SOS's Christmas campaign, Adopt a Family, provides food, clothing and housing to the needy during the holidays, said a spokeswoman for the Costa Mesa volunteer service organization.
'Giving ... Is Important'
"We think giving toys is important because we know how much joy and delight they bring to our own children on Christmas Day," Cathy explained.
But Cathy, 37, a homemaker, and Bo, 39, a real estate developer, said they also understand the practical needs of these two families that have fallen on hard times. Thus, they have included a large supply of pants, sweaters and other clothing among their supply of gifts. The ages and sizes of the children were provided by SOS to the Von der Ahes for this purpose.
On Monday morning, the Von der Ahe family, continuing a 7-year-old tradition, will drop off their gifts in the parish hall of St. John the Baptist Catholic Church in Costa Mesa.
Included will be two baskets filled with turkeys and other kinds of food on which the Von de Ahes themselves will feast on Christmas day.
The Christmas donations will be ferried from this SOS drop-off point by volunteers to poor families, primarily in Costa Mesa and Santa Ana, SOS executive director Jean Forbath said. The Von der Ahes and the needy families will never see each other, Forbath said.
"Our participation in Adopt a Family has become a special part of our Christmas celebration," Cathy said, voicing what spokesmen for charities say commonly motivates people to give to the less fortunate during the holidays. "We're fortunate. Our Christmas wouldn't be quite as wonderful if we didn't give to others who've had a rough year.
"Christmas just isn't the same if parents don't have anything to give their children. Adopt a Family, by providing gifts that parents hand out themselves, allows these parents who've had a rough time of it to share in their children's delight at having something for Christmas."
(Those interested in participating in the Adopt a Family program, which is seeking another 150 donors of goods or money to match last year's record of serving 900 families, may call SOS at (714) 642-3451.)
Throughout Orange County, countless families like the Von der Ahes are donating toys, food, clothing and other items to the needy for Christmas. Despite the best efforts of the county's charities and social service agencies, spokesmen representing a random sampling of these groups say there rarely is enough collected during their Christmas campaigns to go around to all in need.
Increased Demand Noted
"Every year the county's residents always come through with amazing generosity with the pledges of money they mail in or by giving during our Christmas kettle campaign," said Warren Johnson, business manager of the Salvation Army in Orange County, expressing a view shared by spokesmen for many charities. "But the demand for our services this year is up 10% to 15%."

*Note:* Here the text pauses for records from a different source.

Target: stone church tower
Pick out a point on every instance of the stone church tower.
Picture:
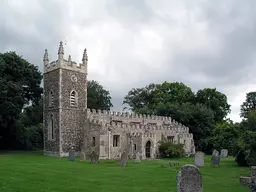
(65, 101)
(68, 123)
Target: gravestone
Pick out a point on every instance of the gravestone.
(137, 160)
(94, 157)
(224, 153)
(199, 159)
(82, 156)
(215, 160)
(124, 158)
(189, 179)
(125, 154)
(72, 155)
(250, 181)
(215, 152)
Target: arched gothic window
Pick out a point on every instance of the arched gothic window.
(50, 128)
(51, 99)
(73, 98)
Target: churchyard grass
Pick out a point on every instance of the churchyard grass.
(30, 172)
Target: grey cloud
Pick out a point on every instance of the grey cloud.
(231, 23)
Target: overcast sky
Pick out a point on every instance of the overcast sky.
(202, 43)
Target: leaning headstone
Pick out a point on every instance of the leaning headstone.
(199, 159)
(215, 152)
(82, 156)
(124, 158)
(224, 153)
(94, 157)
(164, 165)
(71, 155)
(215, 160)
(250, 181)
(189, 179)
(137, 160)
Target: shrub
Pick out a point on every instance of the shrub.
(247, 149)
(168, 149)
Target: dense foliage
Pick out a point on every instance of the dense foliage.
(21, 103)
(204, 111)
(168, 149)
(199, 111)
(20, 85)
(97, 96)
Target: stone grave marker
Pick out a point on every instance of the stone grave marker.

Charity spokesmen say they're unusually troubled this holiday season about whether they'll be able to provide the indigent with a merry Christmas. They cite two factors beyond their control: the supermarket strike and the episodes of unseasonably cold weather that have hit the homeless hard.
"There are so many homeless this year," SOS's Forbath said. "They're sleeping in blankets and sleeping bags between buildings, under bushes in parks and in bus shelters. More than 2,100 homeless came to us last month; 900 of them were children. We're trying to raise money so at least the children will have a roof over their heads on Christmas Day. I have no idea how much this will cost, but we'll do our best."
The 6-week-old supermarket strike has had a devastating effect on the Food Distribution Center serving Orange County, according to executive director Dan Harney. It is run by the Society of St. Vincent de Paul and is one of the county's two largest food banks, serving as a food clearinghouse for 179 social service agencies in the county, Harney said.